Three years ago, Boss and his wife moved from Ottawa to just outside Perth, Ont., and until recently they’d been dealing with spotty, unreliable internet — a problem facing countless rural Canadians, and a big obstacle for the couple given they both work in IT.

They’d often have to schedule their video work meetings so they weren’t competing at the same time for a reliable connection. Boss said they tried several providers and had the same experience every time.

That’s why the pair decided to sign up for Starlink, the new pricey high-speed internet service provided by Elon Musk’s U.S.-based SpaceX firm, which was recently approved by the Canadian Radio-television and Telecommunications Commission (CRTC).

The service is available to select users for “beta testing,” with the promise of wider availability this year. Boss received his satellite a few weeks ago and said so far, the results have been promising.

“I changed the way I did some of my job just because of how slow the upload speeds were and now I don’t have to make those compromises anymore,” Boss said.

But he admits it’s expensive. Boss paid $800 for the satellite equipment alone, and $150 a month for the service itself.

“I feel pretty grateful to have this opportunity,” he said. “And I feel lucky that we could afford to get the service.”

Elon Musk’s SpaceX firm has promised Starlink internet will provide ‘near global coverage of the populated world’ in 2021. (Hannibal Hanschke/Pool via REUTERS)

Potential game-changer

North Grenville, Ont., Mayor Nancy Peckford has been a long-time advocate of better internet access for rural municipalities and said Starlink is a potential game-changer.

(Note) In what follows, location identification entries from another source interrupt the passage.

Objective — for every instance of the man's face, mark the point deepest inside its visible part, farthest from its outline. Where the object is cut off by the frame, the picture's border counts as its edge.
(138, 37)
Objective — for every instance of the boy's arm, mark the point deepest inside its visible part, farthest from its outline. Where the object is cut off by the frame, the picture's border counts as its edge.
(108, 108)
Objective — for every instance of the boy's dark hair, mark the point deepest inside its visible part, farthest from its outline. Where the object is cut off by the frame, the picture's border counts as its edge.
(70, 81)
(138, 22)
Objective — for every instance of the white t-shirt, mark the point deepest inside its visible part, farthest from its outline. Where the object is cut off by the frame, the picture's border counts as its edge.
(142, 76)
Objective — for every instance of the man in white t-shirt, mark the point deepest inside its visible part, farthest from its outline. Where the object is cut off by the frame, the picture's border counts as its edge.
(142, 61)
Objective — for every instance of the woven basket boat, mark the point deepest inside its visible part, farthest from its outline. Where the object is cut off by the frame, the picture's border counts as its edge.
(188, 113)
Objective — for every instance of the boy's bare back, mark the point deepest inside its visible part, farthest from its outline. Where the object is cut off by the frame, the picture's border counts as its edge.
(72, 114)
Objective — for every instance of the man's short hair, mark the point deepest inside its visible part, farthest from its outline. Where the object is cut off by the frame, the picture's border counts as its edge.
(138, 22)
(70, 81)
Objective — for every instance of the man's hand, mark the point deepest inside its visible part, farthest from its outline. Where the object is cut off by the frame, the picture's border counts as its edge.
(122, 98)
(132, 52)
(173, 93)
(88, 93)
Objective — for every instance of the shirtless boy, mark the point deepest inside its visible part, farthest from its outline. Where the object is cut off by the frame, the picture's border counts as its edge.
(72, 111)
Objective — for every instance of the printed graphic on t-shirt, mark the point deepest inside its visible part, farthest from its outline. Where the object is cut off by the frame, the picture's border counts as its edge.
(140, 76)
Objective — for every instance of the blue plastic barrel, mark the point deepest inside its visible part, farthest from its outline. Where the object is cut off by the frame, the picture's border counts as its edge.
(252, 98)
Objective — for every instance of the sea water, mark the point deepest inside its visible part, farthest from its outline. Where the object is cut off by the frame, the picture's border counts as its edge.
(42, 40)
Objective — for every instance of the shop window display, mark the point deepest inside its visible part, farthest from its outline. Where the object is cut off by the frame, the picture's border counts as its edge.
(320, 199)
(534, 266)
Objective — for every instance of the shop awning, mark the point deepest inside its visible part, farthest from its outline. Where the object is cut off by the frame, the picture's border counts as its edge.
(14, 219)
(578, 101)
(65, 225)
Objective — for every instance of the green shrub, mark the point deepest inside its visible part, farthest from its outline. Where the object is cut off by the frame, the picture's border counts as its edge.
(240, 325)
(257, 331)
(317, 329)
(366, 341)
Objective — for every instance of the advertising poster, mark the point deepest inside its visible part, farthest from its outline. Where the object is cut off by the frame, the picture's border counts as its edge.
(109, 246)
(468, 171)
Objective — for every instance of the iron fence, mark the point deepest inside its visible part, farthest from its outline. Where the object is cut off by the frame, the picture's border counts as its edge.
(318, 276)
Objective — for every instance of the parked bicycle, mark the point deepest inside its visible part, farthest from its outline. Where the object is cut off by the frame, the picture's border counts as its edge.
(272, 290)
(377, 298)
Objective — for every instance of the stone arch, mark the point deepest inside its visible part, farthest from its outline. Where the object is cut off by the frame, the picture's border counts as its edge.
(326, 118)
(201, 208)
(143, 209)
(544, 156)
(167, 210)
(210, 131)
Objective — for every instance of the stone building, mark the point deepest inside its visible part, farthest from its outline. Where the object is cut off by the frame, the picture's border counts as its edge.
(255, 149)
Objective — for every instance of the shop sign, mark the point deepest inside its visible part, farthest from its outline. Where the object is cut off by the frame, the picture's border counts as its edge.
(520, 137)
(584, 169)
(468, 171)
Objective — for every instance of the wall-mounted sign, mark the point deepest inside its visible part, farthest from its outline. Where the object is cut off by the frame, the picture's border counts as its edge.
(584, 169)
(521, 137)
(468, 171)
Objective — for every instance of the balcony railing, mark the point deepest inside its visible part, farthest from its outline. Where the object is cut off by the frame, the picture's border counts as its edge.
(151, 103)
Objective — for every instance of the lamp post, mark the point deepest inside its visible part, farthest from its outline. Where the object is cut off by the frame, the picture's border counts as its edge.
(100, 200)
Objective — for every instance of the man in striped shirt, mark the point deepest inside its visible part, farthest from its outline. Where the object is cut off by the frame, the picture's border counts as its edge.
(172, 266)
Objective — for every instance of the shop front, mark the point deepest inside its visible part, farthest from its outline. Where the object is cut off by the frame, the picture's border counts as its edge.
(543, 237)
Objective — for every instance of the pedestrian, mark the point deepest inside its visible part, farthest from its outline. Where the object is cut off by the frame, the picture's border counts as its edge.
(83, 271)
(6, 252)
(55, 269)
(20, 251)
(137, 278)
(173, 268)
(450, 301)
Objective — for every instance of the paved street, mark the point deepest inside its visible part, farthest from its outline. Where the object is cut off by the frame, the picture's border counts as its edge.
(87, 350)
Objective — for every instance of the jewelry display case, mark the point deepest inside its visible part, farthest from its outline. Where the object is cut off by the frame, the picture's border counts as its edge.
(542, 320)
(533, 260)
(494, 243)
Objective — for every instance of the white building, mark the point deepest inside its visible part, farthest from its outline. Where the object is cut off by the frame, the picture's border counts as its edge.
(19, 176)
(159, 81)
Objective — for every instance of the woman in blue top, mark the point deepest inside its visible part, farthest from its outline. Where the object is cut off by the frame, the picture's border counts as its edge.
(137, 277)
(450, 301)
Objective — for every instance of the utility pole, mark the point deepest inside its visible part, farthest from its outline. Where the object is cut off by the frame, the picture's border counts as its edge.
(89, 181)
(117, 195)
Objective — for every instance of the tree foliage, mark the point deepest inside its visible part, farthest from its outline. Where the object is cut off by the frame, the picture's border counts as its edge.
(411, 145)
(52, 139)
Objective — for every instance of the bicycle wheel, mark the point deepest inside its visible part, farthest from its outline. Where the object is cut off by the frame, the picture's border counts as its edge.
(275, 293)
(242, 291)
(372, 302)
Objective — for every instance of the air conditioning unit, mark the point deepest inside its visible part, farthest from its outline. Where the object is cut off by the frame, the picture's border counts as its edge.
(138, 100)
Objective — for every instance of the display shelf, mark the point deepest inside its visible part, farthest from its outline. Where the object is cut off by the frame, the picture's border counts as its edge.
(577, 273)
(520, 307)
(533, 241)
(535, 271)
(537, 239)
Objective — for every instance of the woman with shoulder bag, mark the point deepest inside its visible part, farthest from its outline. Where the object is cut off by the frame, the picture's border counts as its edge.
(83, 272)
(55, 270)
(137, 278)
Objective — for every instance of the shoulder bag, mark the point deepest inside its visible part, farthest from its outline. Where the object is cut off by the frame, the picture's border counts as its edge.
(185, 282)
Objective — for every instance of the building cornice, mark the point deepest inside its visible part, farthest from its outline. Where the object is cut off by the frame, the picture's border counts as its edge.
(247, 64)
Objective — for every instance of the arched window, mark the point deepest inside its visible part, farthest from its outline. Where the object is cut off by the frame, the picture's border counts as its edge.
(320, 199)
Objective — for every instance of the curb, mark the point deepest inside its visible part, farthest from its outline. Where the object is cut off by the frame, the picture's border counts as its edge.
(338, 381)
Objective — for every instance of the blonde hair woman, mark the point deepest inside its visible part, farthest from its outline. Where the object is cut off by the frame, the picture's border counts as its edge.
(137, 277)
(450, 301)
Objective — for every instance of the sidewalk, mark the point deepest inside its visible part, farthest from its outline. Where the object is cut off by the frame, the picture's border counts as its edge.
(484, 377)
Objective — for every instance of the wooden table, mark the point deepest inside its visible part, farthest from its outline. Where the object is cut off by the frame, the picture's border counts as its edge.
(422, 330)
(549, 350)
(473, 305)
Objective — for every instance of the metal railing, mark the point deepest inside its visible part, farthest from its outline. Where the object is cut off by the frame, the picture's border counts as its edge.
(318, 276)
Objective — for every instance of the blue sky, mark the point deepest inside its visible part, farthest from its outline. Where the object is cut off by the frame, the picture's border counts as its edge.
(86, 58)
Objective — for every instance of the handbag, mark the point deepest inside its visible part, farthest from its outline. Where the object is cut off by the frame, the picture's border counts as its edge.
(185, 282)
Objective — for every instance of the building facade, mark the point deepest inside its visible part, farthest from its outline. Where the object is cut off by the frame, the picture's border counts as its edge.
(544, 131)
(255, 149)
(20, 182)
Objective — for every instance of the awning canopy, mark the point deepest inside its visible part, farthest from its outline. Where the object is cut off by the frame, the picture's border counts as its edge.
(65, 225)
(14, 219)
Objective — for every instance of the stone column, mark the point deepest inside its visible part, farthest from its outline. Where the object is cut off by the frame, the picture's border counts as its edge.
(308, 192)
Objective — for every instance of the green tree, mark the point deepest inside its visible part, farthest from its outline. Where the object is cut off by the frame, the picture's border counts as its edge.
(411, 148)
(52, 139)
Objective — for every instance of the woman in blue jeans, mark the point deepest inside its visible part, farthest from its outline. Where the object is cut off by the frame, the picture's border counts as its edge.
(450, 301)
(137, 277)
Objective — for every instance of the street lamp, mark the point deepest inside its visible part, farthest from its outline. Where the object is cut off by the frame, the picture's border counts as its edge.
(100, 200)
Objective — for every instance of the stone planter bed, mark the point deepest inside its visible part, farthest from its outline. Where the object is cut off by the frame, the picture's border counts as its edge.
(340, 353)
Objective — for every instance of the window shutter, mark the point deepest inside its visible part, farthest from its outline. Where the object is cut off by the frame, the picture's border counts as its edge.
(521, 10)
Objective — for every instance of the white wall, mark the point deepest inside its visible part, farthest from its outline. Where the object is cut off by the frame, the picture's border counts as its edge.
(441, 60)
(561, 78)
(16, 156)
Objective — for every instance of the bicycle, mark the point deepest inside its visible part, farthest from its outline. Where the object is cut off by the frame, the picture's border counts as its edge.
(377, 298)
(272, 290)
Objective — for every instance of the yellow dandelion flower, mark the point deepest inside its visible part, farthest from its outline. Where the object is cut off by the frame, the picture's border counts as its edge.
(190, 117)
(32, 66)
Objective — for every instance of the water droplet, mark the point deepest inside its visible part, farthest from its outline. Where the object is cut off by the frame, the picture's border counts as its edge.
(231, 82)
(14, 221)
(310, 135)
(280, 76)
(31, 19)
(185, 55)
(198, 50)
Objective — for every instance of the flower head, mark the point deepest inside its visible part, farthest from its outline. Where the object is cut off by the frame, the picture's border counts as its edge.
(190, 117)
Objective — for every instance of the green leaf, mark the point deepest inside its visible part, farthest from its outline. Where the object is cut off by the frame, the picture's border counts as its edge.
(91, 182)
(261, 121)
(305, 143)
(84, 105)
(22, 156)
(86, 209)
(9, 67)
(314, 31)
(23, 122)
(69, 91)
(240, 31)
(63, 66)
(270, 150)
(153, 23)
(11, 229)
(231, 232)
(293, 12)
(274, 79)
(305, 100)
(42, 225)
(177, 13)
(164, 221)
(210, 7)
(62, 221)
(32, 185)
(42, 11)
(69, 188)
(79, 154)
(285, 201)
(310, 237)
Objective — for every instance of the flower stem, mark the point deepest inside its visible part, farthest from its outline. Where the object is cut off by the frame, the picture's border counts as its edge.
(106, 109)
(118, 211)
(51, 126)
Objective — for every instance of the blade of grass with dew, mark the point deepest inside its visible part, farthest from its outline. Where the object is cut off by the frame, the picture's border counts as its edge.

Connectivity standards from CRTC include speeds of 50 Mbps download/10 Mbps upload for fixed broadband services. At those speeds, multiple members of a household should be able to stream, download and upload with no concerns

According to Peckford, however, recent tests in her community showed speeds significantly “below the CRTC minimum rate.”

“It’s very, very distressing. I mean, you’re looking at upload [and] download speeds that are a fifth of what you might see in an urban area,” she said.

Still seeking other investments

While Starlink isn’t “necessarily affordable” for those it was made for, Peckford said that “desperate times sometimes require desperate measures.”

She said a handful of North Grenville residents have signed up with Starlink, and the town is watching the results very closely.

Despite Starlink’s availability, North Grenville and other nearby municipalities are still working with the provincial and federal governments, Peckford said, on other infrastructure investments.

“I don’t think it’s the end all, be all,” she said. “But I would also suggest that many of our residents are welcoming it, and our businesses, with open arms — and rightly so.”